0 stars 0 forks source link

Use `training` instead of `is_training` for the `TDAgent` #84

Closed jbirkesteen closed 1 year ago

jbirkesteen commented 1 year ago

At the moment, we use the boolean attribute self.is_training to control whether or not to update TDAgent after each move.

However, since we inherit from nn.Module, we already have an attribute called self.training which has the exact same interpretation as our self.is_training, and which is controlled with the method self.train() and self.eval().
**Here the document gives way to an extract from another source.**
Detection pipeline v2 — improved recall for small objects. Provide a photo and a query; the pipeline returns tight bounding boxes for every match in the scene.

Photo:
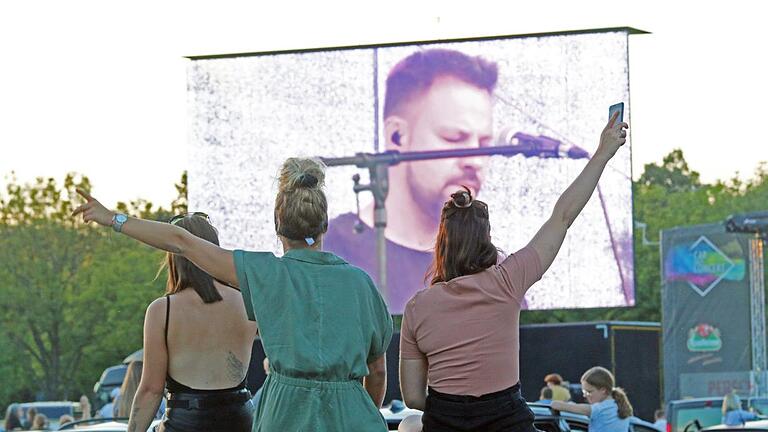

I suggest that we instead use self.training to avoid confusion and to future-proof - if we want to use dropout or batchnorm down the line, then we will have to care about this flag, since they act differently in training and evaluation. self.train() and self.eval() ensures that the flag is correctly set for all submodules in the network.

The change would require us to use self.train() to configure the mode.

See the first answer here.

jbirkesteen commented 1 year ago

One thing we should think about, however: If other methods begin relying on Player objects having self.train() and self.eval() methods for configuring their self.train mode, we need to write these methods for Player() as well. However, we'd want some classes to inherit these methods from nn.Module and not from Player(). Currently, DirectPolicyAgent() classes inherit from nn.Module before Player, so it will not be a problem for these. But we need to keep this in our minds moving forward.